Source: The Guardian
Last weekend Quarraisha Abdool Karim, one of South Africa's top HIV researchers, became the first woman to receive a US$100,000 (£62,000) prize for developing world scientists.
The prize is a welcome recognition for the 54-year-old epidemiologist.
Abdool Karim has devoted her career to developing tools that African women can use to protect themselves against HIV. She is involved in developing a battery of new methods, including anti-HIV gels and long-term injectables.
One of the main challenges has been how to prevent HIV infection of young women, who in South Africa have the greatest risk of contracting HIV. Most HIV prevention methods, such as condoms, faithfulness or abstinence, are difficult for women to control. In rural areas, where farming is falling out of fashion, women often don't earn money, and sex frequently becomes a form of currency.
In 1990 Abdool Karim led South Africa's first community-based survey of HIV infection in the KwaZulu-Natal province on the country's east coast. At the time, HIV was a silent epidemic in South Africa, with few carriers showing symptoms. Deaths from Aids only became commonplace in the late 90s, nearly 20 years after the disease was first discovered in the US.
Photograph: PR
The HIV prevalence in South Africa was low back then (around 1%) compared to current rates (over 12% nationwide in 2012). But Abdool Karim found that HIV infection rates shot up quickly in girls aged 15-19 years old, while the prevalence among boys only started climbing in their late 20s. Why did the girls have HIV but not the boys?
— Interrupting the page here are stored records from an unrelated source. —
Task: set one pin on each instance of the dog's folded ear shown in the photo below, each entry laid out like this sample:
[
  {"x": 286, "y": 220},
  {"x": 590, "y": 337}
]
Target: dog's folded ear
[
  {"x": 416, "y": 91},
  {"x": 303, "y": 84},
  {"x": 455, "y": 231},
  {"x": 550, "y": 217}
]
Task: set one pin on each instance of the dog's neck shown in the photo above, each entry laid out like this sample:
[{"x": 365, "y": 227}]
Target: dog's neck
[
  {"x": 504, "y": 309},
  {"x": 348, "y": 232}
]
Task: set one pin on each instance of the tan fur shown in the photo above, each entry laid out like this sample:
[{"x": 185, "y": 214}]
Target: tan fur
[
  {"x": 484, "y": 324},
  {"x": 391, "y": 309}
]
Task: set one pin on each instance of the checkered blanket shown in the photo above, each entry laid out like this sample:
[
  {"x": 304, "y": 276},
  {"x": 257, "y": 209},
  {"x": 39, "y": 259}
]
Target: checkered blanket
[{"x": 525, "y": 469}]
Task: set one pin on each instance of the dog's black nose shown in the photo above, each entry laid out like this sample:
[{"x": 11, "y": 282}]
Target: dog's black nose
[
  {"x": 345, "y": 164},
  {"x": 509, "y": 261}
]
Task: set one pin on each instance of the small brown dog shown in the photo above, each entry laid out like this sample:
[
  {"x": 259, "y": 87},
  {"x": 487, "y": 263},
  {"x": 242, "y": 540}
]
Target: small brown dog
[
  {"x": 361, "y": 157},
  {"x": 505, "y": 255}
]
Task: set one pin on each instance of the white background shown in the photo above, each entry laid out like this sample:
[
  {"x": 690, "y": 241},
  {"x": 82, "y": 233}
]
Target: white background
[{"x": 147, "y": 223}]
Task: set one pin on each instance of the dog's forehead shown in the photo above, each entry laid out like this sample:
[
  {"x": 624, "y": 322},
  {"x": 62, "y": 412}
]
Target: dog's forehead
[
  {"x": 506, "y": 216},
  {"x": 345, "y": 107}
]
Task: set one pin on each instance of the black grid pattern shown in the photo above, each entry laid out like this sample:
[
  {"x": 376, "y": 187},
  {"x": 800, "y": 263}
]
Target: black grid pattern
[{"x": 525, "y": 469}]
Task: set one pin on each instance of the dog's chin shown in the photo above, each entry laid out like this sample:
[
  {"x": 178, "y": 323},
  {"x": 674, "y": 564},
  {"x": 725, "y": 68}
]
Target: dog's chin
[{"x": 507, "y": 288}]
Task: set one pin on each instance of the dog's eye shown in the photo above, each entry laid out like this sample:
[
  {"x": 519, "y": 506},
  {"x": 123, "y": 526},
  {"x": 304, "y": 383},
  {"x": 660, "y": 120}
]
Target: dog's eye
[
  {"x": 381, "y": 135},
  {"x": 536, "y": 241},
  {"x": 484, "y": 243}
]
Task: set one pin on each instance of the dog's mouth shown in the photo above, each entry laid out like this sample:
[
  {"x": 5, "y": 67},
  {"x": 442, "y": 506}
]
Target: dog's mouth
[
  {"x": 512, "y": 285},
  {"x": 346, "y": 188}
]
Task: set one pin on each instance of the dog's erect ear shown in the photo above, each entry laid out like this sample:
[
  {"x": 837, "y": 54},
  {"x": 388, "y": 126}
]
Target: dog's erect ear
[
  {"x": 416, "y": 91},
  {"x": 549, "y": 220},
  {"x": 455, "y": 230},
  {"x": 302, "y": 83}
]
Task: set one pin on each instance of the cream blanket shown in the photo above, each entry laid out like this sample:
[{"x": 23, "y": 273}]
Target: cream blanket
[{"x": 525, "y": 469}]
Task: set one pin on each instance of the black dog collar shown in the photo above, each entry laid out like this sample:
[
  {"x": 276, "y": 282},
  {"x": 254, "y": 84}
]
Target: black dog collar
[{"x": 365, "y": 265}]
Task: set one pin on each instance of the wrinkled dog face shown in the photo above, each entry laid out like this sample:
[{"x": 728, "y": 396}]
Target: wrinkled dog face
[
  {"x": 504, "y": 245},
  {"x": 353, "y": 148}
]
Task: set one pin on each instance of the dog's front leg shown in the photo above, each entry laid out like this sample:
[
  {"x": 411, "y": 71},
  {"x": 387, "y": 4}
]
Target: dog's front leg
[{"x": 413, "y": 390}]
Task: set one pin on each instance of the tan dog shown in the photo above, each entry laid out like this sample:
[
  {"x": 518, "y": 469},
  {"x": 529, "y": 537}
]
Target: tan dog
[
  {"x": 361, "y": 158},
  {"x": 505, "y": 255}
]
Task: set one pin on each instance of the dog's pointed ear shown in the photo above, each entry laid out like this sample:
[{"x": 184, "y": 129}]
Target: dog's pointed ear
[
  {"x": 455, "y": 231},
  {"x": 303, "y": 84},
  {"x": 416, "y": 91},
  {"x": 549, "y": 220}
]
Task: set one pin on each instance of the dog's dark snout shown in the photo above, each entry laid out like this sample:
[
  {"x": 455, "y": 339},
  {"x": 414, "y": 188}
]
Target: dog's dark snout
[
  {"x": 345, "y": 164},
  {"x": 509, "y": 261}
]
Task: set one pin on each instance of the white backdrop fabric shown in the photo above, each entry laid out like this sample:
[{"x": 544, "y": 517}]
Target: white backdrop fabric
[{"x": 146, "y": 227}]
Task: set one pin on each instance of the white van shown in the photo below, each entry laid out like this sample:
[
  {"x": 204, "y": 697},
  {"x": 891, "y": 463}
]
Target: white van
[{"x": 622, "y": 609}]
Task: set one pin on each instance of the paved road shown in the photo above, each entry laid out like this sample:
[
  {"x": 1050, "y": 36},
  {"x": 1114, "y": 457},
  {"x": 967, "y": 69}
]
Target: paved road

"It could only be that the younger girls were having sex with men from the older age group," says Abdool Karim. It was one of the first descriptions of what became known as the "age-sex" difference in HIV acquisition in sub-Saharan Africa. Other studies found that older men sleeping with teenage girls was key driver of the HIV epidemic in Africa.
The age-sex gap has proven tricky to address. Abdool Karim found in her studies of the epidemic that even when girls and women knew the risks involved, HIV wasn't an overriding fear. "Aids six or seven years down the line was less of a priority than survival today," she says.
Working with sex workers, Abdool Karim had the idea of a HIV barrier gel that women could use to prevent themselves from HIV. She'd heard about microbicides – compounds that can be put inside the vagina or rectum to protect against sexually transmitted infections. The first one she tested, a spermicide called Nonoxynol-9, didn't stop HIV. Nor did the second one, a gel containing a drug known as PRO2000.
However, on 20 July 2010, South African researchers led by Quarraisha and her husband, Salim Abdool Karim, unveiled the first global results showing that a microbicide could protect against HIV. In clinical trials of a gel containing the anti-retroviral drug Tenofovir, the women using the gel reported a 39% reduction in HIV infections, compared with those using a placebo gel.
The study also found that among women who were high-adherers (who used the gel over 80% of the time before and after intercourse) HIV infections dropped by 54%. A confirmatory trial of the Tenofovir gel is underway, and if successful the vaginal gel could fill a gap in HIV prevention for women who may not be able to insist on condoms or faithfulness from their partners.
Other tools being tested by Abdool Karim and her colleagues might have higher rates of protection. One is a ring that is fitted around the cervix containing a powerful anti-retroviral called Dapivirine. Abdool Karim is part of an international trial of the product managed by the International Partnership on Microbicides and the Microbicide Trials Network. Another is a three-monthly injection for HIV prevention.
There are also long-term plans to evaluate therapies combining HIV prevention with other medical technologies, for instance birth control. Successful outcomes from these studies could give women a variety of options for protecting themselves against HIV, Abdool Karim says. Options are important, she adds, as what works for one woman may not be suitable for another.
Prevention remains the key to curbing HIV in South Africa. Anti-retroviral rollout in South Africa has changed HIV from a death sentence to a chronic but manageable disease. But rates of new HIV infections exceed treatment rates. The HIV prevalence has remained at about 30% despite the fact that the numbers on treatment increased from about 48,000 in 2003 to close to 2.6 million Aids patients on treatment in 2012. "We can't treat our way out of the epidemic," says Abdool Karim.